Monday, March 19, 2012

Web Users Pick Surfing Over Sex


The Internet economy of the G-20 nations will reach $4.2 trillion by 2016 almost 1.7 times last year’s estimated level, as more than two-thirds of Americans would forgo coffee and 21 percent give up sex for a year to stay online, Boston Consulting Group said.

U.S. consumers said they would need to receive about $2,500 to stay offline for that period, according to a BCG survey released today. Consumers in most countries would require three percent to six percent of their average annual income to follow suit, the study found. All said they valued search, e-mail, online banking and investing functions. BCG interviewed about 1,000 users in each country.

The study shows the importance of the Web to consumers and to businesses trying to reach them through sites, including social-networking company Facebook Inc. (FB) and online-search provider Google Inc. (GOOG) There’s an “explosion” of people buying online, said David Dean, a senior partner at the Boston-based management consulting firm.

The Internet has become like electricity or water,” said Dominic Field, a partner at BCG in Los Angeles, who along with Dean was one of the authors of the study.
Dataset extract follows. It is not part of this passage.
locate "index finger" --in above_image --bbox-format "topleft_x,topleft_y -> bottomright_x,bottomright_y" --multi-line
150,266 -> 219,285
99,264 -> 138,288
By 2016, the number of global Web users will reach 3 billion from an estimated 1.9 billion in 2010, BCG said. Across the G-20 nations, the Internet economy accounted for an estimated $2.5 trillion in 2011, BCG said.
Were it a country, the Internet economy would be in the top five, behind the U.S., China, Japan and India and ahead of Germany, the study found. In the U.S., the Web’s contribution to 2010 gross domestic product exceeded the federal government’s, according to BCG.